For each chunk, after computing all optimal scores f(i) over all anchors using banded dynamic programming, we obtain optimal chains using the standard method of backtracking. That is, we store an array of pointers corresponding to anchors, where the pointer points to the optimal predecessor determined by the dynamic programming. For any anchor, we could then trace through this array to obtain the best chain corresponding to each anchor.

We wish to obtain a set of chains that do not share any anchors for each chunk. To do this, we partition the anchors into disjoint sets using a union-find data structure, taking unions of two anchor representatives whenever one anchor is an optimal predecessor of another. We then find the best f(i) within each disjoint set and backtrack to obtain the optimal chain within each disjoint set. We take the set of all such chains over all chunks and call these chains homologous chains.
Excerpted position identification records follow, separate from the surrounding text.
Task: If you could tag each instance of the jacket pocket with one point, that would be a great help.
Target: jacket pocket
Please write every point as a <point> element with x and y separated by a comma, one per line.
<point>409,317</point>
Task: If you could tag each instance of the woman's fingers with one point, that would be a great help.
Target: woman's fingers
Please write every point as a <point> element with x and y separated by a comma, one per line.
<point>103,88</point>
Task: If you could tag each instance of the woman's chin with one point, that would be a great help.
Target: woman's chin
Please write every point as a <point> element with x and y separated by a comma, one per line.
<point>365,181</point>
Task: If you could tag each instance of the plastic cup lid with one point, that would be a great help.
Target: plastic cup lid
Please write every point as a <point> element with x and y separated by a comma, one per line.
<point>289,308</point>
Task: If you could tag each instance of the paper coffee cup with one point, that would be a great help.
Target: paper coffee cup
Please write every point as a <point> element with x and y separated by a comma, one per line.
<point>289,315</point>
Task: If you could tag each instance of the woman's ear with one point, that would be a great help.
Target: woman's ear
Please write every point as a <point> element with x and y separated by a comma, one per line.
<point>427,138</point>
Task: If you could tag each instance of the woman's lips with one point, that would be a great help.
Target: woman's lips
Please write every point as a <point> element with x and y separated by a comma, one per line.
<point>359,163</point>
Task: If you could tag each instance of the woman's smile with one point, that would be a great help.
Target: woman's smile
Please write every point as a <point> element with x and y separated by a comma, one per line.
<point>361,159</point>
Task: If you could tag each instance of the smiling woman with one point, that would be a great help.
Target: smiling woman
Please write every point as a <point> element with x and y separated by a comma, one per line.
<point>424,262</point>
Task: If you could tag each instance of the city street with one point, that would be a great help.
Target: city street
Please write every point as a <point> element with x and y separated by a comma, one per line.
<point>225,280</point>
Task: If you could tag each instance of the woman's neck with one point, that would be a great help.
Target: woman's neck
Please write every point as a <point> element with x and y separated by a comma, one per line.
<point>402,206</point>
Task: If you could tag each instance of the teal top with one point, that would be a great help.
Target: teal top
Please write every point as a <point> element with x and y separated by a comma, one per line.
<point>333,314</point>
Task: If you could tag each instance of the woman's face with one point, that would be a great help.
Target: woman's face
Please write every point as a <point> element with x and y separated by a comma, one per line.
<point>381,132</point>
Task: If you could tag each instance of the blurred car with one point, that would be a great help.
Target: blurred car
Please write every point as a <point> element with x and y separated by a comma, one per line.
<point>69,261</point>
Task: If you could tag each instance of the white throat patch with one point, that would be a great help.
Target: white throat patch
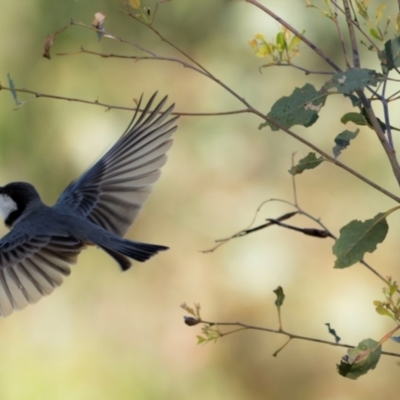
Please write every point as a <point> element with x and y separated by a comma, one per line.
<point>7,205</point>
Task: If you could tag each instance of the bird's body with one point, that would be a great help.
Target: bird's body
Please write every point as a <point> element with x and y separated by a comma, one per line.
<point>97,209</point>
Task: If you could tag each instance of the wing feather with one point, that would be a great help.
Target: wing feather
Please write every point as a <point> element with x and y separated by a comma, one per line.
<point>32,267</point>
<point>112,192</point>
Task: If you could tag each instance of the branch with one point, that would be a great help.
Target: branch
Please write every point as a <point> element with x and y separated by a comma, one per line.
<point>190,321</point>
<point>297,33</point>
<point>114,107</point>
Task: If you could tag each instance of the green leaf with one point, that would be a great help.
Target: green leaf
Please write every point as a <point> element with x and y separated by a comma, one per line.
<point>135,4</point>
<point>361,359</point>
<point>374,33</point>
<point>309,162</point>
<point>390,56</point>
<point>384,311</point>
<point>355,101</point>
<point>280,296</point>
<point>352,80</point>
<point>358,238</point>
<point>343,140</point>
<point>280,41</point>
<point>13,92</point>
<point>201,340</point>
<point>300,108</point>
<point>357,118</point>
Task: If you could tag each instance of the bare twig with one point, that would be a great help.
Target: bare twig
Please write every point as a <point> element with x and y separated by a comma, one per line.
<point>305,70</point>
<point>282,332</point>
<point>353,39</point>
<point>114,107</point>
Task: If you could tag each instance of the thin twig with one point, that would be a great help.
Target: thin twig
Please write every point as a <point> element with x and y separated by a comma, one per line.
<point>251,109</point>
<point>305,70</point>
<point>297,33</point>
<point>353,39</point>
<point>340,34</point>
<point>288,334</point>
<point>114,107</point>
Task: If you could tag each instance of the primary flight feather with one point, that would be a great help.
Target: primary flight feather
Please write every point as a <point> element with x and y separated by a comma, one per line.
<point>96,209</point>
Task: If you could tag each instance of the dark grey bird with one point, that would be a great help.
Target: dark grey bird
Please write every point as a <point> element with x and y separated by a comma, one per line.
<point>96,209</point>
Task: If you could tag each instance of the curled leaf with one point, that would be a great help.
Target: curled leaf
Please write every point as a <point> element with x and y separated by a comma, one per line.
<point>48,43</point>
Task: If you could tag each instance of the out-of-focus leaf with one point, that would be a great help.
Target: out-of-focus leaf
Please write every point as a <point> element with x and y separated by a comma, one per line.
<point>280,296</point>
<point>379,12</point>
<point>352,80</point>
<point>309,162</point>
<point>355,101</point>
<point>390,56</point>
<point>135,4</point>
<point>280,41</point>
<point>98,23</point>
<point>201,340</point>
<point>374,33</point>
<point>294,42</point>
<point>48,43</point>
<point>357,118</point>
<point>384,311</point>
<point>333,333</point>
<point>357,238</point>
<point>300,108</point>
<point>360,360</point>
<point>13,92</point>
<point>343,140</point>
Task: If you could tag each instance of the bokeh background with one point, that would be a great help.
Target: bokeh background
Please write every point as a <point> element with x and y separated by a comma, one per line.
<point>111,335</point>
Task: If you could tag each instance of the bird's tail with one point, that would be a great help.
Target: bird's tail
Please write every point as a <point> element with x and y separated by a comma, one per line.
<point>121,249</point>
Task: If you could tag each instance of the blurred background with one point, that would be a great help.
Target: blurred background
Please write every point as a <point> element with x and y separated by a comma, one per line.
<point>111,335</point>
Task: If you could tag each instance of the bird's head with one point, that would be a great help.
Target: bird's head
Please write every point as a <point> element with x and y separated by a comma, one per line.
<point>14,199</point>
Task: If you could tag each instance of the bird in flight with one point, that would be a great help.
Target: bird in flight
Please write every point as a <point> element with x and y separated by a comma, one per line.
<point>96,209</point>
Obtaining orthologous chains from homologous chains

It is possible that a single region chains to multiple paralogs, so the homologous chains obtained above may not be orthologous. We will use the term ‘orthologous’ loosely in the same sense as other ANI methods⁶ – we denote a set of mappings (corresponding to chains) to be orthologous if they do not overlap too much along one of the genomes (that is, no duplicated one-to-all mappings). To obtain orthologous chains, we use a greedy minimally overlapping chain-finding procedure. We first sort every homologous chain (over all chunks) by its score and examine the best chain, only examining chains with three or more anchors. If the overlap between this current best chain and any other already selected chains is less than 50% of the current chain’s length, we select this best homologous chain as an orthologous chain and then examine the next best homologous chain. We repeat this procedure until all remaining homologous chains overlap an orthologous chain by more than 50% and return all orthologous chains.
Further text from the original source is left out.